Andrew had woken just before five—as so often these days. He wanted to blame the birds, but it was silent outside, and no light penetrated the pond-green drapes around the bed. He had never liked the four-poster they slept in at Weyfield—previously Emma’s parents’—just as he didn’t like Weyfield’s cavernous master bedroom. He had a fear that one day he would be taken ill, and a doctor would arrive and see the eccentric bed and write him off as a kind of squalid, senile lord. It had taken years of complaining about his back just for Emma to replace the horsehair mattress—so soft one longed for a snorkel. There was no way she would ditch the bed itself. Beside him, Emma snored. Years ago, he used to find the sound rather touching. As a young man, he’d felt honored to hear the inner workings of Emma Hartley, who looked like a china doll but snored like a drunk. Now, it was just a cruel reminder that he couldn’t sleep himself. Of course Emma could sleep. Her conscience was as virginal as the day they’d met. Emma never lied, never concealed anything. Perhaps this was why they’d grown apart. He lay looking up at the canopy over the bed, the ebb and flow of Emma’s breath raking at his ears. He tried to picture her snores as three-dimensional objects, thinking it might make a writing exercise. They had jaunty peaks—like meringues, or dog turds. Occasionally, a snore rose to a curly flourish, as if someone were piping it out of an icing bag. He flopped onto his side, his back to her, and savored the cool patch of pillow. The bed was oppressively stuffy. Perhaps she was having a hot flash, for old time’s sake, he thought, as the snores reached an abrupt hiatus. Then they began again, louder than ever.

But it wasn’t the dawn, or the bed, or Emma’s snoring that had woken him. Deleting Jesse’s e-mails hadn’t felt as final as Andrew had hoped. It didn’t change the fact that the man was here, less than a mile away. And Jesse’s voice, calling from Andrew’s past, had unlocked a Pandora’s box in his mind—memories of Beirut he had long buried. Ever since Jesse’s second e-mail, his dreams had echoed with the jabber of gunfire and the crooning call to prayer. He saw things he hadn’t seen for years—smoke mushrooming from rubble, apartment blocks ripped to cross sections, people running from flames, blood-stained pavements. He found himself startled by the rifle-click of Weyfield’s front door latch and sitting with his back to the wall—as if a sniper might be lurking in the larder. Madness. But he could no more help it than expect anyone to understand. He kept seeing the broken body of the child he’d watched flung into the air by an explosion. It was probably for the best that Jesse hadn’t grown up in Lebanon. At least he could destroy Leila’s letter soon. As predicted, Emma had requested a bonfire after a “Boxing Day Sort-Out.” He’d feel better once it was out of the house.

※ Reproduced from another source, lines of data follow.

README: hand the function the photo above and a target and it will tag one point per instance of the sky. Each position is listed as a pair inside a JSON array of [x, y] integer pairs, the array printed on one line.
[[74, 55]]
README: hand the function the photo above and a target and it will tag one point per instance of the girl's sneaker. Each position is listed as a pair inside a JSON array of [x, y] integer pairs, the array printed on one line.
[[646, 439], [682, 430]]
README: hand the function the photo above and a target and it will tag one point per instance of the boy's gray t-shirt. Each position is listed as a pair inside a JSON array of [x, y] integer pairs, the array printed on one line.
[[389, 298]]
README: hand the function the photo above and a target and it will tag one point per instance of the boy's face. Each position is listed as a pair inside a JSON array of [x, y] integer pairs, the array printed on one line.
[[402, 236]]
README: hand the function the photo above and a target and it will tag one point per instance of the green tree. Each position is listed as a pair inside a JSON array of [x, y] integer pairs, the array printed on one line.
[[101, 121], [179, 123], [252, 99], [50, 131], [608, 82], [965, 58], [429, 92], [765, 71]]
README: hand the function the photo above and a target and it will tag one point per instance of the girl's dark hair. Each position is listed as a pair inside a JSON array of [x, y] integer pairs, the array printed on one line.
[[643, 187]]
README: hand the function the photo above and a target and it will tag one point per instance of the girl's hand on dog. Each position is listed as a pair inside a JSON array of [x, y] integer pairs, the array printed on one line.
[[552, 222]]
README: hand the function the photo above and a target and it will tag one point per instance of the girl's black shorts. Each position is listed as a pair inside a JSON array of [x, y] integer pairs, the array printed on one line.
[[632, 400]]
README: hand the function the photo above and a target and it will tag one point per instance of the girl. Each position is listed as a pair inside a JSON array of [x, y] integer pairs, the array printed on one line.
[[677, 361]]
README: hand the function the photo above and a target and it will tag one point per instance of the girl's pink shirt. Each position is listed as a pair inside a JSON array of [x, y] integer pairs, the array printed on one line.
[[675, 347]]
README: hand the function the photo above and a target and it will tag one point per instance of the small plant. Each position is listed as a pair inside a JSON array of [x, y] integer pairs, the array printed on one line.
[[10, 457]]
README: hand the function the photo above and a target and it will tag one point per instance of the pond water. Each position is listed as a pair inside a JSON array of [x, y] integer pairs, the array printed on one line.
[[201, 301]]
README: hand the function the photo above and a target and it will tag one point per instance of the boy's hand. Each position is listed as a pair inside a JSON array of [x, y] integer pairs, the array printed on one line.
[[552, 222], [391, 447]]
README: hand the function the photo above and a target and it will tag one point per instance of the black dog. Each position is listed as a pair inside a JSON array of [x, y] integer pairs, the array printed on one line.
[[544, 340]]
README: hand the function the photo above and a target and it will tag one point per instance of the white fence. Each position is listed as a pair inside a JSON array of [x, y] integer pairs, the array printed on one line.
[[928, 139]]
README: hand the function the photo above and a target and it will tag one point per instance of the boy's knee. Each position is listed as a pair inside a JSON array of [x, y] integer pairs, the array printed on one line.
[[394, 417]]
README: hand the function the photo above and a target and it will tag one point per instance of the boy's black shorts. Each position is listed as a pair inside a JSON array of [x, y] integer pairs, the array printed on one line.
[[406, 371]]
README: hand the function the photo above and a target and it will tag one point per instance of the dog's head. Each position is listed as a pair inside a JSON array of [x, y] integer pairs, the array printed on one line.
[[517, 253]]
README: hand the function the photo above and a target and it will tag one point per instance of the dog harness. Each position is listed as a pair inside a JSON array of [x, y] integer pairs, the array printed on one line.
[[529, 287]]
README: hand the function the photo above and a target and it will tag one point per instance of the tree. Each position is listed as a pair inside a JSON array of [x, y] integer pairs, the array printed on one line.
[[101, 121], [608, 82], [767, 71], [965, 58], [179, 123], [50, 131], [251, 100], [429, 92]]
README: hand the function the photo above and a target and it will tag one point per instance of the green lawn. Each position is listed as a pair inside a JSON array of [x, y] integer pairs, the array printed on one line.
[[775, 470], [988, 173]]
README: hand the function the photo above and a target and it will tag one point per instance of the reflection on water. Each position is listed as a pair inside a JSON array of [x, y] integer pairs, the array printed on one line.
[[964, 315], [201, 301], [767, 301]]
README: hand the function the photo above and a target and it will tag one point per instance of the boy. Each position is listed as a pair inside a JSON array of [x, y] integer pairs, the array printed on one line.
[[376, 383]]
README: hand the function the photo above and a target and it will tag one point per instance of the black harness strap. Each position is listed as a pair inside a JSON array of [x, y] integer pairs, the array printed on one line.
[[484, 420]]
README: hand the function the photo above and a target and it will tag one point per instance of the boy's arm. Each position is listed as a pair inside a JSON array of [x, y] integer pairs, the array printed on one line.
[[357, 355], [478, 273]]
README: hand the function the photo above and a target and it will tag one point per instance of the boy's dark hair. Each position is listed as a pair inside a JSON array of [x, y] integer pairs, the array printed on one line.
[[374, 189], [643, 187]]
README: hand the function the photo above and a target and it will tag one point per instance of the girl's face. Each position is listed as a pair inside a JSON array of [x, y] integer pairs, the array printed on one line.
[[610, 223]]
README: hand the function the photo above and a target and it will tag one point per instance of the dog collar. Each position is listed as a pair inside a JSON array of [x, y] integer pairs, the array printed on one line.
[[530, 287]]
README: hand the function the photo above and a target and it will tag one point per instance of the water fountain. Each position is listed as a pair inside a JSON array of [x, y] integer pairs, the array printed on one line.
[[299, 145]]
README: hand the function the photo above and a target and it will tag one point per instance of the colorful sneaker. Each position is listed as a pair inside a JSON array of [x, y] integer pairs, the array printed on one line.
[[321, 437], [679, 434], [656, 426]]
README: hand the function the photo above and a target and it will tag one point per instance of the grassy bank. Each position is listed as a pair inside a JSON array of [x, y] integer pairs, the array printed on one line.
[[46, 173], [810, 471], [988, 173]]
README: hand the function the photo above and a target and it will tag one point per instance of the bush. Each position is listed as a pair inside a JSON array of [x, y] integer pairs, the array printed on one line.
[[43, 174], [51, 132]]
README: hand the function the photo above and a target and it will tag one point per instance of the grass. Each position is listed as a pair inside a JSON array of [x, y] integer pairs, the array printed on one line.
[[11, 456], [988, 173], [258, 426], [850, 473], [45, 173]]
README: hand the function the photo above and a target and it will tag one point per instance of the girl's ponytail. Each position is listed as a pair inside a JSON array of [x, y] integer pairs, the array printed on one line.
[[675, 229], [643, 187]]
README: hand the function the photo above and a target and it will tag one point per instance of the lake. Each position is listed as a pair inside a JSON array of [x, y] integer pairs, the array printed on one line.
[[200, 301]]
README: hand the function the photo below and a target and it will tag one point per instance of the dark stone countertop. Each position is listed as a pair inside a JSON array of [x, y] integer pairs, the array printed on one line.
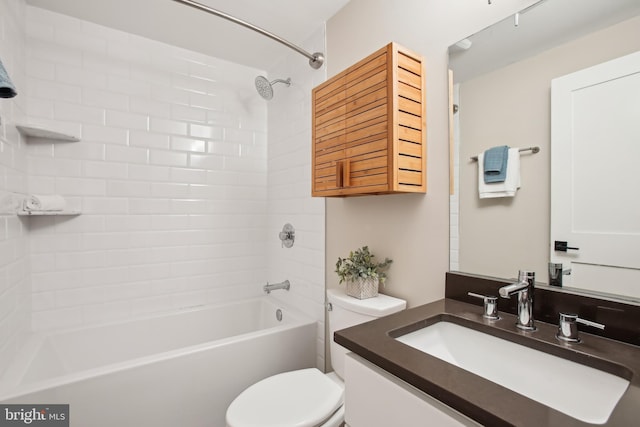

A ringing blasted the darkness, and he jumped. Beside him, he felt Emma fumbling for her alarm clock and getting out of bed. What on earth was she doing? Then he remembered—stockings. Even now, she and Phoebe remained oddly attached to this childhood ritual. “D’you mind if I put the light on?” she said, blinding him with her bedside lamp before he could answer. He watched her crouching over two crammed woolen socks, wearing one of the tent-like nightdresses she now slept in. It was a pity, because she had kept her in-and-out figure, unlike so many of his friends’ wives. But what did it really matter, since he only saw her undressed by accident, and they hadn’t had sex for months. He remembered past Christmases when they had managed a hurried morning encounter while the girls were busy with their stockings. But at some point, years ago now, he had become aware they were having sex because it was an occasion, as if she felt obliged to tick it off the list along with making a perfect Christmas dinner and festooning the house with bits of twig. It was around the same time Emma had had the menopause, and they had taken to sleeping under duvets of different weights. It was a small shift, but it felt symbolic, cocooning them in their discrete shells. He thought back to last Christmas morning, lying in bed, ruefully aware that Phoebe wouldn’t surface for hours and that he and Emma could have had a leisurely shag—if she’d wanted. But Emma had been downstairs, stuffing a whole turkey, just for three.